Most grand houses come with some kind of history, but rarely does that include an authentic speakeasy and artwork with mysterious origins. Those were just two of the many charms that enticed the owners of a Prohibition-era, Tudor-style home in the Denver Country Club. On the exterior, bricks laid in a diamond pattern, dormer windows with leaded windowpanes, and a steep gable evoke a storybook ambience, while a stone crest engraved with the letter “T” recalls the original owners—a family named Temple.
But the home’s historic relevance meant the design needed to be sensitive. To strike a balance between respecting its past and accommodating a modern family of five, the new owners turned to designer Andrea Schumacher, who had worked on their previous residences.
The focus, Schumacher says, was taking the bones of a traditional Tudor and infusing it with a lighter, modern aesthetic that’s both beautiful and practical. “We wanted the home to have a sense of history, but with a fresh take reflecting a young family,” she says.
Intricate moldings and woodwork throughout set a warm, elegant tone, but the brown wood was a little too dark for the family’s liking. To offset it, Schumacher painted some of the panels white and brightened the space further through lighter upholstery and carpeting. “I think the most nerve-racking part was picking the paneling that we were going to paint versus what we weren’t,” she laughs. “You can’t easily remove the paint, so we were all clenching our teeth and hoping it would work. It came out perfectly!”

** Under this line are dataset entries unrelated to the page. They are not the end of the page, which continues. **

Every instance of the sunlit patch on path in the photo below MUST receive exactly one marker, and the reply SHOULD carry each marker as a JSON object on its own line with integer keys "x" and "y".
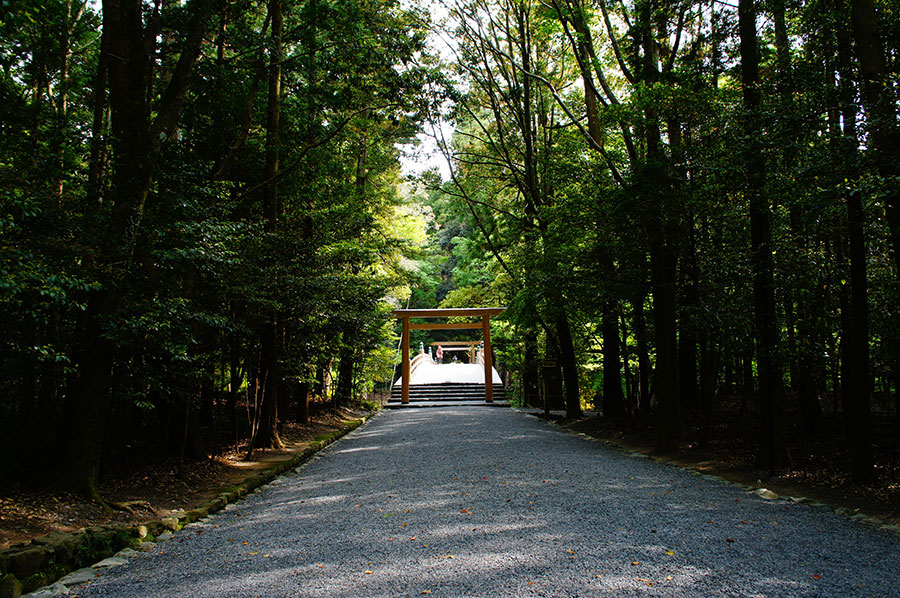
{"x": 491, "y": 502}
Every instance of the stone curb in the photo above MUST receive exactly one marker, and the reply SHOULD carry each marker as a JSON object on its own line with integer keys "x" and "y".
{"x": 53, "y": 558}
{"x": 764, "y": 493}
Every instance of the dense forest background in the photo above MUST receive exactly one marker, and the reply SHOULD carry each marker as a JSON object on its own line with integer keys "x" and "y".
{"x": 690, "y": 209}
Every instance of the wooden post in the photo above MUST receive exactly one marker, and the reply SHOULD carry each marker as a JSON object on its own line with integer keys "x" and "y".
{"x": 404, "y": 361}
{"x": 488, "y": 367}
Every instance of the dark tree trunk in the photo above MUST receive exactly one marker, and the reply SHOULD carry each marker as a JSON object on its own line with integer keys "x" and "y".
{"x": 531, "y": 377}
{"x": 643, "y": 354}
{"x": 772, "y": 443}
{"x": 881, "y": 110}
{"x": 267, "y": 435}
{"x": 343, "y": 392}
{"x": 856, "y": 384}
{"x": 303, "y": 403}
{"x": 569, "y": 367}
{"x": 613, "y": 399}
{"x": 136, "y": 141}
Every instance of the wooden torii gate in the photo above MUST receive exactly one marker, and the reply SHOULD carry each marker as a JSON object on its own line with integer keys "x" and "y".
{"x": 484, "y": 313}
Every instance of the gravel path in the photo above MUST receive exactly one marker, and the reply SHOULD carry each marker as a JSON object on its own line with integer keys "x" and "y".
{"x": 474, "y": 501}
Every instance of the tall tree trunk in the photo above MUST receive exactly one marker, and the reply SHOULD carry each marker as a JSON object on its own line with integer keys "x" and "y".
{"x": 343, "y": 392}
{"x": 881, "y": 111}
{"x": 613, "y": 399}
{"x": 772, "y": 450}
{"x": 137, "y": 141}
{"x": 639, "y": 323}
{"x": 856, "y": 384}
{"x": 531, "y": 375}
{"x": 569, "y": 367}
{"x": 267, "y": 436}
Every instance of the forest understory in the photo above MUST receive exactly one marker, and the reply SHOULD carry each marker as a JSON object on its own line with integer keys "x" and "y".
{"x": 153, "y": 487}
{"x": 819, "y": 472}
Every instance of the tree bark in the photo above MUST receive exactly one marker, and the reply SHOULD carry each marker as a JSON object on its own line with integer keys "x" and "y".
{"x": 856, "y": 385}
{"x": 569, "y": 367}
{"x": 772, "y": 450}
{"x": 136, "y": 143}
{"x": 881, "y": 110}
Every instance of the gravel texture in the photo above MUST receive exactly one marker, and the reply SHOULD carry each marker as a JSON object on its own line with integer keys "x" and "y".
{"x": 491, "y": 502}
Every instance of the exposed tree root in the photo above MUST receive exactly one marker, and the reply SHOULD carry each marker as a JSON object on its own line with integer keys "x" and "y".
{"x": 128, "y": 504}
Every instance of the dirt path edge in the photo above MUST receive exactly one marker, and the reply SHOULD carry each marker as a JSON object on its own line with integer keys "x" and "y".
{"x": 48, "y": 558}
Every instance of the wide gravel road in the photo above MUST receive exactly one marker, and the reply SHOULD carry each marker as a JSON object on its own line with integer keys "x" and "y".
{"x": 476, "y": 501}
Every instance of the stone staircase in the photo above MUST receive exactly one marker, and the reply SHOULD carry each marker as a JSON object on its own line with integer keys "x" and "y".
{"x": 447, "y": 395}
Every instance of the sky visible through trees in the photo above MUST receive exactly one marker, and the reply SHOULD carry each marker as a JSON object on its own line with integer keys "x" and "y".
{"x": 690, "y": 209}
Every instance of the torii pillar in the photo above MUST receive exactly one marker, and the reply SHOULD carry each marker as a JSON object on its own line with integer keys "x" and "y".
{"x": 484, "y": 313}
{"x": 488, "y": 359}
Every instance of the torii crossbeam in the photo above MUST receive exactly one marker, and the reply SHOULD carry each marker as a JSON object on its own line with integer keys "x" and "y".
{"x": 484, "y": 313}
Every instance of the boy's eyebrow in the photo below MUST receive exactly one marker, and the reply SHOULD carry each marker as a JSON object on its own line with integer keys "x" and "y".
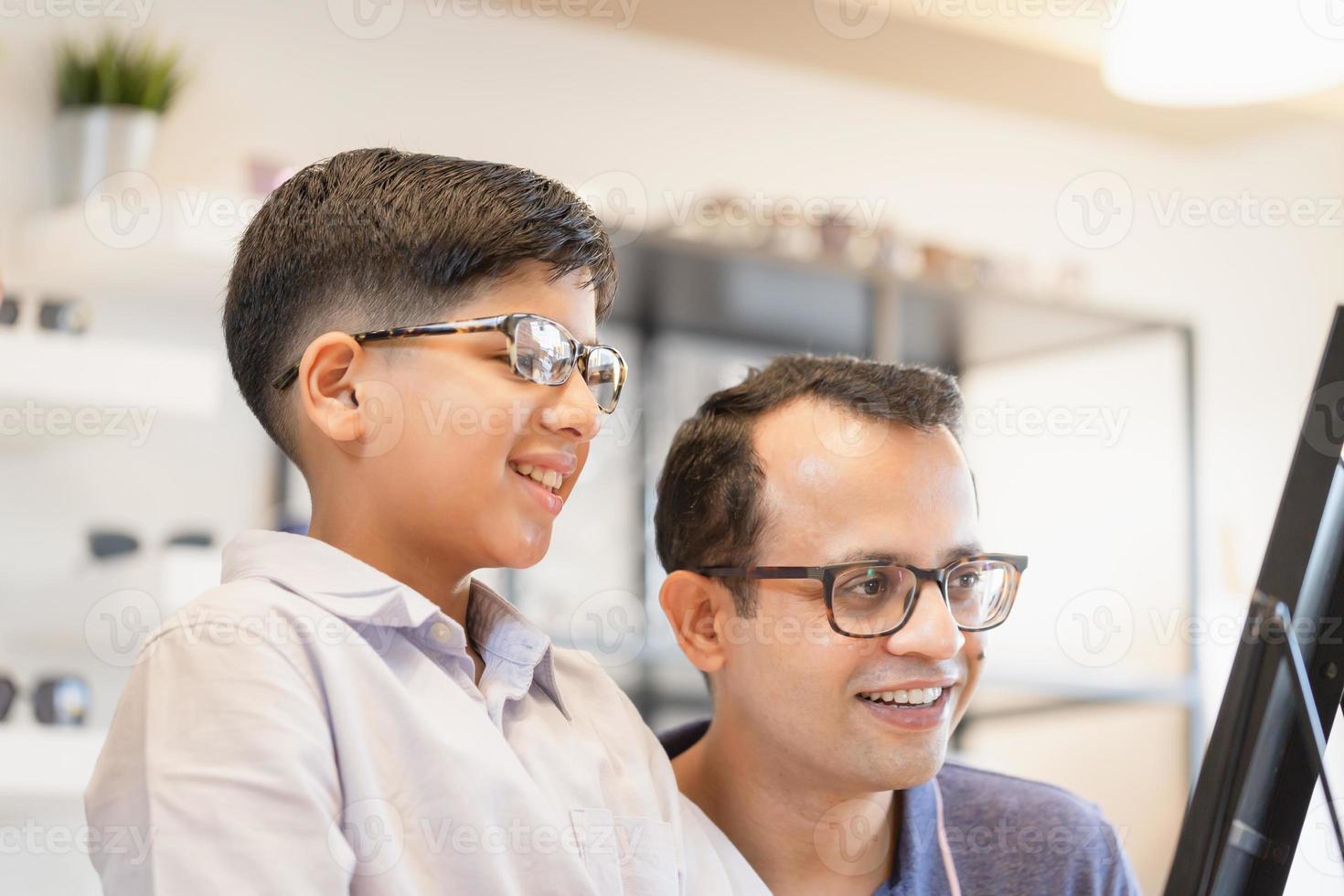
{"x": 968, "y": 549}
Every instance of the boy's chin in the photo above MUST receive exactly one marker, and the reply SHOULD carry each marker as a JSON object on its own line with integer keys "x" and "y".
{"x": 526, "y": 549}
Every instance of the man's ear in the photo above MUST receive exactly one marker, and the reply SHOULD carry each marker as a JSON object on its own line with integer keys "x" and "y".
{"x": 692, "y": 603}
{"x": 329, "y": 386}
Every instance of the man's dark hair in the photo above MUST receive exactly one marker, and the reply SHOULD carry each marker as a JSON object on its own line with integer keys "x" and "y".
{"x": 709, "y": 508}
{"x": 377, "y": 238}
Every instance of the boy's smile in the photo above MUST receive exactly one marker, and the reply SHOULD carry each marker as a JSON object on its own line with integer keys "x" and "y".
{"x": 481, "y": 461}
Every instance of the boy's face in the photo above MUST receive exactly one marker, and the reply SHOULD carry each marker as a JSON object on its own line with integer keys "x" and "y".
{"x": 840, "y": 488}
{"x": 454, "y": 426}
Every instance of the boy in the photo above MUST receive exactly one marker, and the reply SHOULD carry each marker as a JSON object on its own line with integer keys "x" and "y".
{"x": 349, "y": 710}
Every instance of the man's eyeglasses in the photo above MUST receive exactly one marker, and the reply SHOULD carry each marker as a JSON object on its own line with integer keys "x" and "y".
{"x": 539, "y": 351}
{"x": 875, "y": 598}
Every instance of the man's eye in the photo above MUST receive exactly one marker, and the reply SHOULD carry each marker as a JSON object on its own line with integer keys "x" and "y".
{"x": 869, "y": 586}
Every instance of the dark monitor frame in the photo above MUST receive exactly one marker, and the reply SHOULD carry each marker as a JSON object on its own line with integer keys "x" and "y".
{"x": 1250, "y": 799}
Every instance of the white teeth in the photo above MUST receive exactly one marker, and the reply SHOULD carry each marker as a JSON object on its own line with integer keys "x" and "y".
{"x": 549, "y": 478}
{"x": 914, "y": 696}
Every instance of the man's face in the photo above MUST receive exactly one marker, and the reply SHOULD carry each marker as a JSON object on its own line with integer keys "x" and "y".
{"x": 461, "y": 427}
{"x": 840, "y": 488}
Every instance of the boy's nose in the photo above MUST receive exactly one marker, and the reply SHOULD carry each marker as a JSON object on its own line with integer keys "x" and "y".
{"x": 930, "y": 630}
{"x": 574, "y": 411}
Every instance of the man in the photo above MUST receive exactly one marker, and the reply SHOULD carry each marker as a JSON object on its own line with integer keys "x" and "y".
{"x": 818, "y": 524}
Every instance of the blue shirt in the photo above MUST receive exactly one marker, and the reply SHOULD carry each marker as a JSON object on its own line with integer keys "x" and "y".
{"x": 969, "y": 830}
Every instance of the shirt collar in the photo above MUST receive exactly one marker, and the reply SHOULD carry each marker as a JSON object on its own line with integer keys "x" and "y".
{"x": 918, "y": 856}
{"x": 360, "y": 594}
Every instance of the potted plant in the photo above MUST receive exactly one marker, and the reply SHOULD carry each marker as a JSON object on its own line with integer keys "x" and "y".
{"x": 111, "y": 96}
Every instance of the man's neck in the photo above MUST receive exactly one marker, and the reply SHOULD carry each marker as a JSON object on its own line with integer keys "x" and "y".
{"x": 798, "y": 838}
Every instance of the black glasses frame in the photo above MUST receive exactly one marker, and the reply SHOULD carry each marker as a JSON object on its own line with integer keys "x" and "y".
{"x": 827, "y": 575}
{"x": 506, "y": 324}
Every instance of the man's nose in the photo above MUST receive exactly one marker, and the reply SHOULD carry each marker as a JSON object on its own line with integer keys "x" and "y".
{"x": 930, "y": 630}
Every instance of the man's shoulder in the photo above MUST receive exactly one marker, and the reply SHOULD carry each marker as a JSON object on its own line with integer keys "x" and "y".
{"x": 995, "y": 793}
{"x": 1040, "y": 835}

Having worked on the interiors of the family’s previous home, the designer knew which of their pieces would work in the new space and which needed to be updated or reupholstered. Schumacher added texture with vibrant, patterned fabrics as well as playful wallpaper and drapery. She also replaced the dark, gothic light fixtures with simple antique brass candle-style chandeliers.

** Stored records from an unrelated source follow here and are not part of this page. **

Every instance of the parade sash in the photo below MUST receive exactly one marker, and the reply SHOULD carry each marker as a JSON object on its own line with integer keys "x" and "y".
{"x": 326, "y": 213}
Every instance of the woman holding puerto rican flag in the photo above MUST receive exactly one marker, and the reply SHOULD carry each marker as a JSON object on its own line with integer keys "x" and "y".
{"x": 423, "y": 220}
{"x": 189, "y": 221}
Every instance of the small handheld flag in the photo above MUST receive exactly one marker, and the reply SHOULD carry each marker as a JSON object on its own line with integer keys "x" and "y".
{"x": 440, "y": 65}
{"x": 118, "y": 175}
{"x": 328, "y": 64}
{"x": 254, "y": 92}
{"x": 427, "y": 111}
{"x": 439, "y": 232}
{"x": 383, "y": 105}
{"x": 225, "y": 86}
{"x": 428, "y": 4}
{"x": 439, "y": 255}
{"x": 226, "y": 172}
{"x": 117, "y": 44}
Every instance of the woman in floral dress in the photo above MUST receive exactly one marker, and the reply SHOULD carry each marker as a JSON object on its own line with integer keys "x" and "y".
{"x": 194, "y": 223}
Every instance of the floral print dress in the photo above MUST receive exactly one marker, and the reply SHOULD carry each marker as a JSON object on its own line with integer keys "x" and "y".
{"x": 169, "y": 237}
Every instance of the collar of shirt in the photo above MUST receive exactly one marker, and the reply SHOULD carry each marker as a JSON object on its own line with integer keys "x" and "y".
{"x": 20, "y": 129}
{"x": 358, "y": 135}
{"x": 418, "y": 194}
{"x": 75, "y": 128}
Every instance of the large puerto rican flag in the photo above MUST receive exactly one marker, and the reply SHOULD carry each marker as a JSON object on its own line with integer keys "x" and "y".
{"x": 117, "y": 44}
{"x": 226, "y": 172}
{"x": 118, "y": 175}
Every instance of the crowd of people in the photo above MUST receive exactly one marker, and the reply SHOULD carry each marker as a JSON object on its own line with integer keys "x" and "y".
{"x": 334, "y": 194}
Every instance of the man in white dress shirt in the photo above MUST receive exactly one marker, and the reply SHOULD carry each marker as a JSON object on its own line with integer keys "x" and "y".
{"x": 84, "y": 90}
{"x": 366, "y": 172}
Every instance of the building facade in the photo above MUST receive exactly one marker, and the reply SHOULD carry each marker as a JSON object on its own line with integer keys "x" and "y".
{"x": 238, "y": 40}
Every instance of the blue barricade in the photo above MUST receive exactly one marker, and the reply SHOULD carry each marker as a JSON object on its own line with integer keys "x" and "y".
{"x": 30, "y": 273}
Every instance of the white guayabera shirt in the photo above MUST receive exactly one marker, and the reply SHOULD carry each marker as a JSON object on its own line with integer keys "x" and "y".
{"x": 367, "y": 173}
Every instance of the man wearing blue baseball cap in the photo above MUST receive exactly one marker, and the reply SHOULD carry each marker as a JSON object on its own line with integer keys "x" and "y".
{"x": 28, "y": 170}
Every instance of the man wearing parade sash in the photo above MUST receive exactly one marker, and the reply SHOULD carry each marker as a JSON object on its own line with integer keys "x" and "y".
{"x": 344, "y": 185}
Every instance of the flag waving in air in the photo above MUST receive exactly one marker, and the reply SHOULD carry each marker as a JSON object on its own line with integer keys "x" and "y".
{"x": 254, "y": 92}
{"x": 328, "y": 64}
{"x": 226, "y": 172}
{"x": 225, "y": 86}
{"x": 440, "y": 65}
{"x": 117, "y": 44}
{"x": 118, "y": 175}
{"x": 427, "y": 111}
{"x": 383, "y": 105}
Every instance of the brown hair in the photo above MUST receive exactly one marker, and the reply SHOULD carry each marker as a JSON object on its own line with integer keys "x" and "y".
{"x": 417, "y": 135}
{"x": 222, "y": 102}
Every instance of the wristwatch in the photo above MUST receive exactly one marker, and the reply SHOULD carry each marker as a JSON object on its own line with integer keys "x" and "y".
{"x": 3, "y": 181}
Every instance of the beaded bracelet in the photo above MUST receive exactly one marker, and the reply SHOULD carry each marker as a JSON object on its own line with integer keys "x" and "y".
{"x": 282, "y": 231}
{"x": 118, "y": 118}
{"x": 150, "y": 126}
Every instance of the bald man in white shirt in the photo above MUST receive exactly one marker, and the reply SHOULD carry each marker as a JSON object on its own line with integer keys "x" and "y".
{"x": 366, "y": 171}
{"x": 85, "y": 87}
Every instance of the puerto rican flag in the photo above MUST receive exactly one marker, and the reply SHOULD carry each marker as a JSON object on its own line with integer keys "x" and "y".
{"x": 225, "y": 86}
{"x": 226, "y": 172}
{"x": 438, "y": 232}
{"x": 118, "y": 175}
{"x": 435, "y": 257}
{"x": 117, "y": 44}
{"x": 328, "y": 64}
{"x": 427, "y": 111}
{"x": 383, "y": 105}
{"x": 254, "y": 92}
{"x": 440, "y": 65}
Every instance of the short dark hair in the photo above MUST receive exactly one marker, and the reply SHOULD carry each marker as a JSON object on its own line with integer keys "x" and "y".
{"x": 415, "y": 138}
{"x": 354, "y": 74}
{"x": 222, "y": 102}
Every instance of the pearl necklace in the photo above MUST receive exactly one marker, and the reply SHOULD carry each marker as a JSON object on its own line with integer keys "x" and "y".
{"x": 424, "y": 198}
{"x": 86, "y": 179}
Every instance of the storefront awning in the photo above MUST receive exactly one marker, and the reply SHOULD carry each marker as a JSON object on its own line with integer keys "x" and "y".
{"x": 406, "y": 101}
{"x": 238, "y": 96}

Since the new home was larger than the family’s previous abode, it allowed them to keep the living room as a more formal entertaining space, complete with a fireplace, dramatic ceiling beams, diamond-paned windows and a grand piano. The extra square footage also means that the kids have a designated playroom on the second floor, allowing for an injection of fun—such as an animal print rug and yellow ottomans—to juxtapose with the rest of the house’s more traditional decor.
While the owners are partial to spending time in the living room, Schumacher says she is particularly fond of the dining room, which features elaborate ceiling moldings and paneling. “Sometimes dining rooms can be formal—and this one does have a formality to it,” she says. “But then the softness of the chairs and the fact that the table is round makes it a bit more casual. It is very comfortable, and you can see yourself hanging out here for a long time.”

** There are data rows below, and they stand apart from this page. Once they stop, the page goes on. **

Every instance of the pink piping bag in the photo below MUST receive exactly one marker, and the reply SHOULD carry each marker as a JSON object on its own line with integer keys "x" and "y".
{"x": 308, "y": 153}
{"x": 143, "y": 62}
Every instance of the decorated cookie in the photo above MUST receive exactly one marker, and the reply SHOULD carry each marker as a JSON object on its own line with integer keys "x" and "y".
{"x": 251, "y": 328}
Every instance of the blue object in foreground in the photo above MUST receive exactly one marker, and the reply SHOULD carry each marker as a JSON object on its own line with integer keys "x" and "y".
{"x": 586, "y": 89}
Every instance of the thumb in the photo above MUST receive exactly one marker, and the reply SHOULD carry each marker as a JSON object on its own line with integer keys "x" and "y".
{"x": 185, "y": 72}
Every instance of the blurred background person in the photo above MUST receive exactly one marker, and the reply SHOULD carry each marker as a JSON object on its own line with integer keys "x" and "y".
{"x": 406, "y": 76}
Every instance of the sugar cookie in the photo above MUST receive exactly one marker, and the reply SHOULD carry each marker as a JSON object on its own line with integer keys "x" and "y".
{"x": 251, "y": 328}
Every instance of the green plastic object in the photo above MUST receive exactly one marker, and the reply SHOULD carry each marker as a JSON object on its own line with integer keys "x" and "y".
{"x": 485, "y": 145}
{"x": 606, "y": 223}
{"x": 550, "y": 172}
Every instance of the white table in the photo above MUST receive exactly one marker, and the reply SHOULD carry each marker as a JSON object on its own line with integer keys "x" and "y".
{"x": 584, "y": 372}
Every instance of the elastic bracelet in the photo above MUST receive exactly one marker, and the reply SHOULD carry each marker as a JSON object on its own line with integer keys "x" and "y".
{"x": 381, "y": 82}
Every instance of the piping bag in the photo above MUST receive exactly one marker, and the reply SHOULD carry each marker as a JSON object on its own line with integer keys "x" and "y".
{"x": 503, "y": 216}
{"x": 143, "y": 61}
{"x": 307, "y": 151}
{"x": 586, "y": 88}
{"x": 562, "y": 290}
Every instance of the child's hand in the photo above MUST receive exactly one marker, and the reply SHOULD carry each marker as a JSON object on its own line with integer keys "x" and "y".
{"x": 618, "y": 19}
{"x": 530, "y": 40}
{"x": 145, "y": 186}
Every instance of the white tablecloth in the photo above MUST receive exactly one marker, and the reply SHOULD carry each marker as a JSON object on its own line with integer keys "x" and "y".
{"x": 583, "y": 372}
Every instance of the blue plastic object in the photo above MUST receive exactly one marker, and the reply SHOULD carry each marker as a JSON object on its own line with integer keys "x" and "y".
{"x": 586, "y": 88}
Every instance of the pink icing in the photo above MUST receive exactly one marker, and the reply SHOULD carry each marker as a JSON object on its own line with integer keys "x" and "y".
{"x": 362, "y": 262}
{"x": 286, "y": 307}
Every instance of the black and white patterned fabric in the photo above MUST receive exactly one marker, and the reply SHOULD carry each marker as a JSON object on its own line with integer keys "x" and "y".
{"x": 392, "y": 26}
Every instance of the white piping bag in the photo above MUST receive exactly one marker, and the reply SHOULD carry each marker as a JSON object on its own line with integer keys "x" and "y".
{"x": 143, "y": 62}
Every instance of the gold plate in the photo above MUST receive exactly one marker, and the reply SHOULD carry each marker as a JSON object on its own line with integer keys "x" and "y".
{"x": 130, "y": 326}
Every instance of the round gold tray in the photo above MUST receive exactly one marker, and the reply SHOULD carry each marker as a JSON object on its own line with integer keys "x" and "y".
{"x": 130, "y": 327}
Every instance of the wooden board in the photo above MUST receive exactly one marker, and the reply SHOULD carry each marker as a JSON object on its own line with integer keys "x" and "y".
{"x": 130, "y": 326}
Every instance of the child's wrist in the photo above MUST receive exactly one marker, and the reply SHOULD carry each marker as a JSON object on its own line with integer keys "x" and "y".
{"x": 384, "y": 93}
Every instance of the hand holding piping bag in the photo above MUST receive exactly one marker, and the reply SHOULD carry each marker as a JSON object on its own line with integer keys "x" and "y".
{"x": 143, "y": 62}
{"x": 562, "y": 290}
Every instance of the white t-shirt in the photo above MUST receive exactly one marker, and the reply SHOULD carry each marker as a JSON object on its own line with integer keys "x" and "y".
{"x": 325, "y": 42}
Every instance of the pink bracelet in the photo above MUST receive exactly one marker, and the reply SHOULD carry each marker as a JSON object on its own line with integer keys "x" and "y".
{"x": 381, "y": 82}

And then there’s the speakeasy. Part of the original 1928 home—but not included on the house plans that the owners sourced from the Denver Public Library—the clandestine room behind a hidden door features more than just a bar and lounge. Overlooking the space is a mural depicting what the owners suspect is a scene of downtown Denver in the late 1800s. “We’ve worked with the History Colorado Center to try to figure out who the artist is, and they told us that if the painting is on canvas, it’s likely a more noteworthy artist,” says the owner. “But if it was painted on concrete then it was probably just a family friend.” Turns out, it’s on canvas, but the artist’s identity is still a mystery, only serving to add more intrigue to the space. To evoke the dark, moody vibe of a speakeasy—and to complement the exposed brick—Schumacher opted for rich, red textiles for the sofa and rug, creating a cozier, more intimate gathering alternative to the dining or living room.
Of course, the story behind the speakeasy (and the home in general) is all part of what makes it so charming. “I hope people feel all of the stories that came before us in this house, but also sense that a modern family lives in it now,” the owner says. “We love going out to dinner with friends and then walking home to have a drink in our speakeasy. Being able to have that history of the space, but also the proximity of the city, is one of the things that we love about the house.”